Yahvé ne servait que d’exemple, et je suis d’accord avec vous sur le fait que c’est une lecture complètement erronée.
Toujours est-il que Dieu préfère sans doute voir Yahvé que le mot passe-partout Seigneur (surtout que ça doit lui rappeler un peu Baal, concurrent tenace dans le coeur des hébreux qui ont si souvent fait plus que flirter avec l’idolatrie).
Vraiment désolé si je me suis un peu emporté. J’ai bien compris la teneur de votre propos : qu’importe si on emploie un nom propre, après tout ?
Vous avez raison de rapprocher Seigneur de Baal…
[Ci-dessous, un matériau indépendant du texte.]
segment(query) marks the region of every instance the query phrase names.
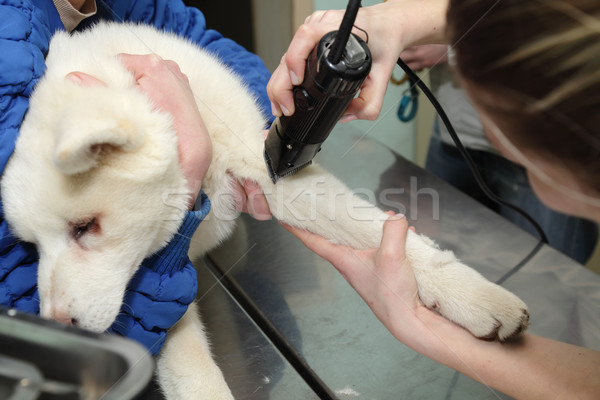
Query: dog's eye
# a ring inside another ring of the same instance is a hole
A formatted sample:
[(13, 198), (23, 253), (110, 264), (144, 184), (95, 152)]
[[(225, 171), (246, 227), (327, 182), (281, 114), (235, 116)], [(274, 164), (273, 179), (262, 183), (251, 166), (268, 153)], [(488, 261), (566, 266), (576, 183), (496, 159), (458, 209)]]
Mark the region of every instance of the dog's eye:
[(73, 239), (78, 240), (86, 233), (95, 233), (99, 229), (99, 224), (96, 218), (91, 218), (89, 220), (76, 222), (71, 224), (71, 236)]

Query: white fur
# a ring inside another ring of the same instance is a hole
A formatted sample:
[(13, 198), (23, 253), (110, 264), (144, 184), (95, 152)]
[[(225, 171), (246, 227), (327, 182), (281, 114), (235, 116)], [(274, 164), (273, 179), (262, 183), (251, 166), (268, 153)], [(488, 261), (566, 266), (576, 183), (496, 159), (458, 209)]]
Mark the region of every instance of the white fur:
[[(281, 221), (356, 248), (379, 246), (387, 216), (320, 167), (273, 185), (263, 160), (265, 121), (240, 80), (214, 57), (150, 27), (102, 23), (54, 36), (48, 70), (2, 179), (7, 220), (40, 253), (44, 317), (107, 329), (136, 268), (172, 238), (186, 210), (171, 119), (153, 111), (134, 88), (118, 53), (176, 61), (197, 96), (214, 149), (203, 182), (212, 210), (195, 237), (200, 252), (234, 227), (228, 171), (255, 180)], [(71, 71), (91, 74), (107, 87), (79, 87), (65, 79)], [(77, 226), (92, 218), (99, 229), (77, 238)], [(428, 238), (410, 232), (407, 256), (423, 302), (474, 335), (502, 340), (526, 326), (521, 300)], [(231, 398), (195, 307), (170, 332), (158, 374), (170, 399)]]

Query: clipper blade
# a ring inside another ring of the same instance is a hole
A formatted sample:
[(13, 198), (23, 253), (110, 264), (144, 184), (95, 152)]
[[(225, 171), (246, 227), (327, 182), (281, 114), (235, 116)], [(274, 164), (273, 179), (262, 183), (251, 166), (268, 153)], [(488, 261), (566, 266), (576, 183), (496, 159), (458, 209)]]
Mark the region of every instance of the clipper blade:
[(285, 178), (286, 176), (293, 175), (296, 172), (300, 171), (301, 169), (304, 169), (304, 168), (308, 167), (310, 164), (312, 164), (312, 160), (311, 160), (307, 163), (304, 163), (303, 165), (300, 165), (299, 167), (290, 168), (290, 169), (287, 169), (284, 173), (278, 174), (275, 172), (275, 170), (273, 169), (273, 166), (271, 165), (271, 158), (269, 157), (269, 153), (267, 152), (266, 149), (264, 151), (264, 157), (265, 157), (265, 164), (267, 164), (267, 172), (269, 173), (269, 176), (271, 177), (271, 181), (273, 181), (273, 183), (277, 183), (279, 180)]

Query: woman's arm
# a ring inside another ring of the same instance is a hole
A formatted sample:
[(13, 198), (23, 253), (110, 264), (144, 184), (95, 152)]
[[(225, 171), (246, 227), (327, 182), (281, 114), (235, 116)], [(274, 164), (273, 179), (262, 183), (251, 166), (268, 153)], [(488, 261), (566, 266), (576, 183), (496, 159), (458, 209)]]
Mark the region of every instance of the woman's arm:
[(525, 334), (506, 343), (477, 339), (426, 308), (404, 253), (408, 223), (392, 216), (381, 246), (355, 250), (286, 227), (331, 262), (379, 320), (413, 350), (517, 399), (597, 399), (600, 352)]
[(488, 342), (433, 311), (424, 309), (415, 317), (416, 331), (392, 332), (397, 339), (516, 399), (598, 399), (600, 395), (598, 351), (530, 334), (506, 343)]

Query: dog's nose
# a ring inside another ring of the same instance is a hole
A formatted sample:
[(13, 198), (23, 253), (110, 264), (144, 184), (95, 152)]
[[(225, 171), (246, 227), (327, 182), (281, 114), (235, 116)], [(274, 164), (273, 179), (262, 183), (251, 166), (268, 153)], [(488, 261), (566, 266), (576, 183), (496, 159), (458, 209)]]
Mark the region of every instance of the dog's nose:
[(54, 320), (66, 325), (73, 325), (73, 319), (67, 313), (55, 313)]
[(71, 310), (63, 298), (51, 293), (43, 299), (40, 304), (41, 316), (65, 325), (77, 326), (77, 320), (73, 318)]
[(55, 311), (52, 319), (66, 325), (77, 326), (77, 320), (72, 318), (66, 310)]

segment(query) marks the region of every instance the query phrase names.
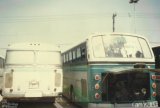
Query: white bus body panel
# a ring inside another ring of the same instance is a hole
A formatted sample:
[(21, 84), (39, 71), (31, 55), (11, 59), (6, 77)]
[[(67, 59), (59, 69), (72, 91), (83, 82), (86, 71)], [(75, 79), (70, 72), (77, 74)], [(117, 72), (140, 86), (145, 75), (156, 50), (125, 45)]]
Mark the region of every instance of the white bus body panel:
[(14, 70), (12, 87), (3, 89), (3, 95), (6, 97), (55, 97), (62, 92), (62, 69), (11, 69)]

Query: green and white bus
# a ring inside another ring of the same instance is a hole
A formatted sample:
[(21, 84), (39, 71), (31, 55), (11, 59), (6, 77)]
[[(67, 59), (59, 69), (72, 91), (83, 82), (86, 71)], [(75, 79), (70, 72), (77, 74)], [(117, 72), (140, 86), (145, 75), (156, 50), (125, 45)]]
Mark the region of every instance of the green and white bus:
[(88, 108), (157, 107), (154, 55), (146, 38), (95, 34), (64, 51), (63, 95)]

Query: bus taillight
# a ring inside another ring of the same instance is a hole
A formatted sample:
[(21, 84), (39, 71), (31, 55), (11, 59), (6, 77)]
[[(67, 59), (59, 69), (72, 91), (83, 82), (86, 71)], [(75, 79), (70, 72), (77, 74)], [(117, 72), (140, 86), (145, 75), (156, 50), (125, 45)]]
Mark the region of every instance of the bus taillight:
[(98, 90), (100, 88), (99, 84), (95, 84), (95, 89)]
[(157, 87), (157, 85), (156, 85), (156, 83), (152, 83), (152, 88), (156, 88)]
[(95, 75), (95, 80), (100, 80), (100, 79), (101, 79), (100, 75)]
[(157, 96), (157, 93), (156, 93), (156, 92), (153, 92), (153, 93), (152, 93), (152, 96), (153, 96), (153, 97), (156, 97), (156, 96)]
[(152, 75), (152, 80), (156, 80), (156, 75)]
[(100, 94), (99, 93), (95, 93), (95, 98), (99, 99), (100, 98)]
[(160, 80), (160, 75), (152, 75), (152, 80)]

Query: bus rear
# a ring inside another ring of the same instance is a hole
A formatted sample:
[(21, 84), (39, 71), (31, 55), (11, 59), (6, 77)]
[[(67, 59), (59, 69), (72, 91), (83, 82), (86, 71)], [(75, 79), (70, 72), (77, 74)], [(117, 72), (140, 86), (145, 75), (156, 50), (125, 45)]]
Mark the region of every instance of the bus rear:
[(53, 101), (62, 93), (58, 48), (43, 44), (11, 45), (6, 51), (3, 96), (8, 100)]
[(71, 101), (89, 108), (158, 106), (154, 56), (144, 37), (92, 35), (62, 57), (63, 95)]
[(88, 45), (90, 107), (158, 107), (154, 56), (144, 37), (97, 35)]

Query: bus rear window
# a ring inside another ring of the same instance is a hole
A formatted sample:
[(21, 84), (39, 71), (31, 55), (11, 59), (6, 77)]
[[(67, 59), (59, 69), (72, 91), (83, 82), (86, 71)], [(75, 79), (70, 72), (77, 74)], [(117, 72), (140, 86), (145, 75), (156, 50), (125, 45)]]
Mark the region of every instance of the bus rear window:
[(61, 64), (60, 52), (52, 51), (7, 51), (6, 64)]
[(95, 57), (152, 58), (146, 40), (136, 36), (97, 36), (92, 43)]
[(36, 64), (61, 64), (60, 52), (37, 52)]
[(33, 51), (7, 51), (6, 64), (33, 64)]

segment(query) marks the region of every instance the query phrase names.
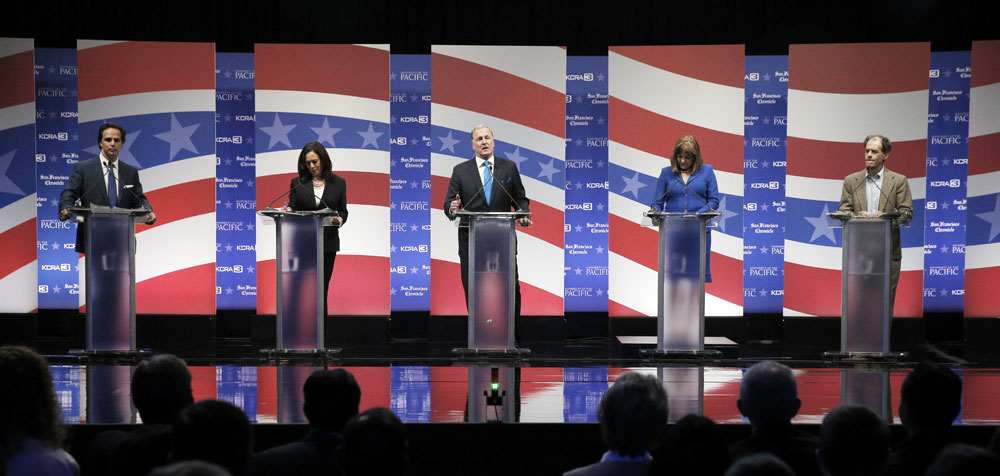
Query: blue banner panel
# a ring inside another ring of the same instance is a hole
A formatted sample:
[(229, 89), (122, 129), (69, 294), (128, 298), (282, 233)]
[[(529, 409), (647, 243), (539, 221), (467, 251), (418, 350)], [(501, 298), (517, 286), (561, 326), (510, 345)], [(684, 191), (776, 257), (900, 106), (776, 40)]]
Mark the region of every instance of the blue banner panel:
[(35, 50), (35, 171), (38, 175), (38, 307), (80, 307), (76, 223), (59, 220), (59, 194), (80, 160), (76, 50)]
[(430, 311), (431, 57), (391, 55), (390, 62), (391, 306)]
[(743, 91), (743, 310), (781, 313), (788, 56), (747, 56)]
[(215, 68), (215, 305), (256, 309), (253, 53), (216, 53)]
[(925, 313), (960, 313), (965, 301), (971, 64), (971, 51), (931, 53), (924, 204)]
[(608, 58), (566, 58), (567, 312), (608, 310)]

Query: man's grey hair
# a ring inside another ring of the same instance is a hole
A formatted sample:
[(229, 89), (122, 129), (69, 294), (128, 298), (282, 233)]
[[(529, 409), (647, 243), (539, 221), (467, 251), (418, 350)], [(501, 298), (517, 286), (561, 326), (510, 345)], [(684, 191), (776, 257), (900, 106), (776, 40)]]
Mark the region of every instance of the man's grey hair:
[(472, 126), (472, 130), (469, 131), (469, 138), (472, 140), (476, 140), (476, 131), (478, 131), (479, 129), (486, 129), (490, 131), (490, 135), (493, 136), (493, 138), (496, 138), (496, 135), (493, 134), (493, 129), (490, 129), (490, 126), (487, 126), (485, 124), (476, 124), (475, 126)]

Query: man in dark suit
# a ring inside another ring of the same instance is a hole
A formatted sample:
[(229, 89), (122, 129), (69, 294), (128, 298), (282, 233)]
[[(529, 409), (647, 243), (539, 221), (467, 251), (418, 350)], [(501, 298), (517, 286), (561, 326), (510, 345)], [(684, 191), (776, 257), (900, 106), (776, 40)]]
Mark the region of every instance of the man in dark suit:
[[(152, 225), (156, 214), (142, 193), (139, 171), (118, 160), (118, 153), (125, 145), (125, 129), (113, 122), (103, 124), (97, 131), (97, 144), (101, 147), (100, 156), (73, 166), (73, 175), (59, 195), (59, 219), (72, 217), (69, 209), (79, 200), (83, 207), (148, 208), (146, 224)], [(84, 222), (76, 228), (76, 251), (80, 253), (86, 253), (86, 226)]]
[[(451, 171), (444, 214), (455, 219), (455, 212), (528, 211), (529, 200), (524, 193), (521, 174), (514, 162), (493, 155), (493, 131), (484, 125), (472, 128), (474, 160), (462, 162)], [(531, 226), (530, 218), (518, 220), (521, 226)], [(516, 247), (515, 247), (516, 249)], [(462, 288), (465, 303), (469, 303), (469, 227), (461, 223), (458, 229), (458, 258), (462, 267)], [(521, 285), (514, 267), (514, 315), (521, 315)]]
[(892, 255), (889, 261), (889, 317), (892, 317), (896, 302), (896, 283), (903, 260), (899, 241), (899, 225), (907, 224), (913, 218), (913, 197), (906, 176), (885, 168), (885, 161), (892, 151), (892, 142), (881, 135), (865, 137), (865, 170), (844, 178), (844, 189), (840, 196), (838, 211), (867, 213), (878, 216), (887, 212), (899, 212), (892, 222)]
[(361, 387), (344, 369), (323, 369), (306, 379), (302, 392), (302, 412), (309, 420), (309, 432), (299, 441), (257, 453), (253, 459), (255, 476), (341, 474), (337, 449), (344, 425), (358, 414)]

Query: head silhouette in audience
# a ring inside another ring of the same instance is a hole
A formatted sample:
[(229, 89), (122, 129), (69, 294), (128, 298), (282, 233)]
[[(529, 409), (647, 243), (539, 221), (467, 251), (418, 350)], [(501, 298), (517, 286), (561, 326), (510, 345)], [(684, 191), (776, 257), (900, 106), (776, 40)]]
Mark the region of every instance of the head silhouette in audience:
[(629, 372), (604, 392), (597, 421), (608, 449), (621, 456), (645, 455), (667, 426), (667, 390), (653, 375)]
[(721, 476), (729, 467), (726, 437), (711, 419), (685, 415), (663, 433), (650, 474)]
[(181, 411), (172, 441), (173, 461), (208, 461), (240, 476), (253, 451), (253, 430), (243, 410), (227, 402), (203, 400)]
[(79, 473), (60, 449), (65, 436), (48, 362), (27, 347), (0, 347), (0, 473)]
[(754, 428), (787, 425), (801, 406), (795, 374), (788, 366), (765, 360), (743, 375), (736, 407)]
[(149, 476), (231, 476), (226, 468), (207, 461), (181, 461), (161, 466), (149, 472)]
[(907, 433), (947, 431), (962, 410), (962, 379), (931, 362), (917, 365), (899, 392), (899, 420)]
[(826, 476), (882, 474), (889, 457), (889, 427), (860, 405), (827, 413), (819, 430), (816, 459)]
[(927, 468), (927, 476), (993, 476), (998, 472), (1000, 456), (964, 443), (944, 447)]
[(795, 476), (795, 471), (773, 454), (757, 453), (737, 460), (725, 476)]
[(173, 423), (184, 407), (194, 403), (187, 364), (170, 354), (140, 362), (132, 374), (132, 403), (143, 423)]
[(344, 369), (313, 372), (302, 391), (305, 396), (302, 412), (315, 428), (340, 432), (358, 414), (361, 387), (354, 375)]
[(338, 455), (347, 476), (406, 474), (406, 428), (388, 408), (376, 407), (352, 418), (344, 427)]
Moi cela me fait penser à Jérémie 23:27 :
Ils imaginent faire oublier mon nom à mon peuple par leurs rêves, qu’ils se racontent l’un à l’autre, tout comme leurs ancêtres ont oublié mon nom pour Baal.
Baal signifie maître, mari, possesseur, et… seigneur. Donc on pourrait presque traduire par : ont oublié mon nom pour Seigneur.
Cocasse.
Précisément. C’est exactement ce verset.
Rien que prophétiquement, c’est assez fort.
Me vient une interrogation par rapport à Exode 3:14 dans la septante… ego eimi ho on.
Peut-on rapprocher le « ho on » avec YHYH ?
Bonsoir,
Où peut-on trouver d’autres translittérations de ces noms théophores comme Jérémie en YirmeYahou? En avez vous une liste ?
Cordialement
Bonsoir,
Voyez ici : http://en.wikipedia.org/wiki/Theophoric_name#Table_of_theophoric_names_with_.22Yeho.22_and_.22Yo.22_prefixes
ou ici : http://seekjehovah.org/2012/11/theophoric-names/
On en trouve également une liste complète dans l’ouvrage de Gérard Gertoux, Un historique du nom divin (L’Harmattan, 1999, pp.46-51).
Bonjour,
Je suis Éric et travaille pour le Top Chrétien. Je suis tombé sur votre site et notamment cet article qui mentionne exode 20. Je vous remercie pour en avoir parlé à vos lecteurs. Si vous souhaitez leur apporter la possibilité de lire le livre de l’Exode en entier dans la version de leur choix, vous pouvez rajouter un lien vers https://topbible.topchretien.com/exode.20.2/OST/
D’ailleurs un module wordpress est en cours de développement pour aider les webmasters à insérer facilement des références bibliques. N’hésitez pas à me contacter si vous êtes intéressés.
Dans l’attente de vous lire,
Bien fraternellement.
++
Éric
Bonjour Éric,
Merci pour votre message.
En effet ce module wordpress est intéressant.
Bien fraternellement
Didier
Bonjour Didier,
Si vous êtes toujours intéressé par le module WordPress, pourriez vous m’envoyer votre adresse mail à ecnoubissi@zeemedia.fr?
Bien fraternellement
Le Tétragramme: יהוה est le théonyme de la divinité d’Israël; il apparaît près de 7000 fois dans la Bible hébraïque.
Il résulterait de יהיה [IAH-IAH], un redoublement de יה [IAH] mais avec la permutation du second י (iod) en ו (vav).
Quant יה [IAH], qu’on s’est trop hâté de considérer comme l’abréviation du Tétragramme, c’est le nom qui est à la base du
nom de IAÔ [IAω], la divinité de Moïse selon l’historien Diodore (1er siècle avant notre ère), lequel reparaît plus d’une fois
sous la forme: IAH-Ô (signifiant: « Le Grand IAH ») dans le papyrus de Leyde.
יהיה [IAHIAH] signifie: « IL SERA » en hébreu biblique. Et comme le Tétragramme est un redoublement de יה [IAH], mais
avec la permutation du second י (iod) en ו (vav), il devrait donc également signifier: « IL SERA » [יהיה]. Or c’est bien la
signification de יהוא (IAHOU’), équivalent à יהוה (IAHOUH), que donne Eccclésiaste 11, 3: יהוא = IL SERA.